Celtic first-team coach Danny McGrain revealed Hoops striker Amido Balde's desire to improve is the reason for their one-to-one coaching sessions on match days.

The Guinea-Bissau-born forward, 22, signed from Vitoria Guimaraes on a four-year contract in the summer but has spent most of his time on the bench and during pre-match warm-ups and at the interval he can be seen being put through his paces by McGrain.

Football education was one theme prevalent at Parkhead on Wednesday at the launch of 'The Quality Street Gang', a book on the talented Celtic reserve side of the late 1960s and early 1970s who learned their trade with the help of the Lisbon Lions, the Hoops team who won the European Cup in 1967.

That multi-talented group of youngsters included McGrain, Kenny Dalglish, Lou Macari, David Hay and Paul Wilson, all of whom went on to play for Celtic and others, as well as representing Scotland.

The former right-back, one of the most successful of them all, is happy to now pass on his knowledge.

"Big Amido is only a young man and he wants to be better," said McGrain.

"He is a player who is dying to be taught.

"I give him some exercises with the ball. I enjoy doing it, rather than standing about seeing the other boys working with the sports science people.

"Big Amido enjoys doing it, he enjoys kicking the ball and heading the ball.

"He hasn't had many games but he is getting better.

"He came here with a good record of scoring goals. He scored against Liverpool in pre-season and against Kilmarnock, a good goal from a tight angle.

"That is his job to score goals and if he does that we will all be happy."

"That is his job to score goals and if he does that we will all be happy" - Danny McGrain

McGrain revealed how the Lions helped him and other Quality Street Gang members make the grade at Celtic.

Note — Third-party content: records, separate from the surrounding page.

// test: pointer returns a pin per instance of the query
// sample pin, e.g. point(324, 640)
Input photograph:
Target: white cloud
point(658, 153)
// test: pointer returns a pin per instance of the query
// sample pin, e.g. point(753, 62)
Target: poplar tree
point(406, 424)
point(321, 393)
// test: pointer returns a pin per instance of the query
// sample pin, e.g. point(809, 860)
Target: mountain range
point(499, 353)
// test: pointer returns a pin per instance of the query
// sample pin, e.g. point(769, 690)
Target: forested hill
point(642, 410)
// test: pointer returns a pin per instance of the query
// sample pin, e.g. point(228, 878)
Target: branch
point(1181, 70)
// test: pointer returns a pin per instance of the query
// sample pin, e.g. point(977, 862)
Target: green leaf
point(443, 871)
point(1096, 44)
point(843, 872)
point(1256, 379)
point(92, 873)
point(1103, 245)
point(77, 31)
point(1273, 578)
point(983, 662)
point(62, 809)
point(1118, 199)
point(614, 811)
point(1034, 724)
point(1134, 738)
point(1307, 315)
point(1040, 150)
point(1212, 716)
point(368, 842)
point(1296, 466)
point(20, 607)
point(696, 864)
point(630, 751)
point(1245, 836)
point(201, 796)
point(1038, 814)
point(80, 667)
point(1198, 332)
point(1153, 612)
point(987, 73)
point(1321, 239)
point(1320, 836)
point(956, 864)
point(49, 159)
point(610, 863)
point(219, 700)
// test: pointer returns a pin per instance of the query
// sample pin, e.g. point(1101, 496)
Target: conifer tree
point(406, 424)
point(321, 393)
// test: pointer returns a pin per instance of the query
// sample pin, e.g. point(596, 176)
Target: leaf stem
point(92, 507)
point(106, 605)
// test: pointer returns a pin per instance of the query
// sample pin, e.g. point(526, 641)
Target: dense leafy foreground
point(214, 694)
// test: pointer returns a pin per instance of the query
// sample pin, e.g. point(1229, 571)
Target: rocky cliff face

He said: "We enjoyed the tutelage of Billy McNeil, Jim Craig, Tommy Gemmell, they would talk to you.

"You would be playing against the first team for the reserves, that's where Jimmy Johnstone taught me to become a defender.

"Bobby Murdoch could land a ball on a sixpence and Kenny learned a bit from him.

"So we all learned different things from different players and it made us better players."

Meanwhile, Hay believes Celtic's Europa League campaign of two seasons ago, where they came third in a group including Atletico Madrid, Udinese and Rennes, has helped them adjust to life in the Champions League.

The Hoops reached the last-16 of Europe's premier club tournament last season beating Barcelona on the way and have performed well in their opening two group games this season, albeit going down 2-0 to AC Milan in the San Siro and 1-0 to Barca at Celtic Park.

Neil Lennon's team now face a double-header against Ajax, with the first game at Parkhead and Hay remains confident of progression through to the group stages again.

The former Celtic and Scotland player said: "I think Celtic have done exceptionally well.

"If they had taken their chances in Milan they could have got a point.

"You know you will get outclassed by Barcelona but I thought they played as well as they did against them last season.

"It has hinged on what they did in the Europa League two seasons ago.

"They have developed from there. They have learned from that.

"I think they know that they have to win the Ajax game to give themselves a chance.

"But they still have a chance and with the crowd behind them they will be looking to pick up their first point, if not three points."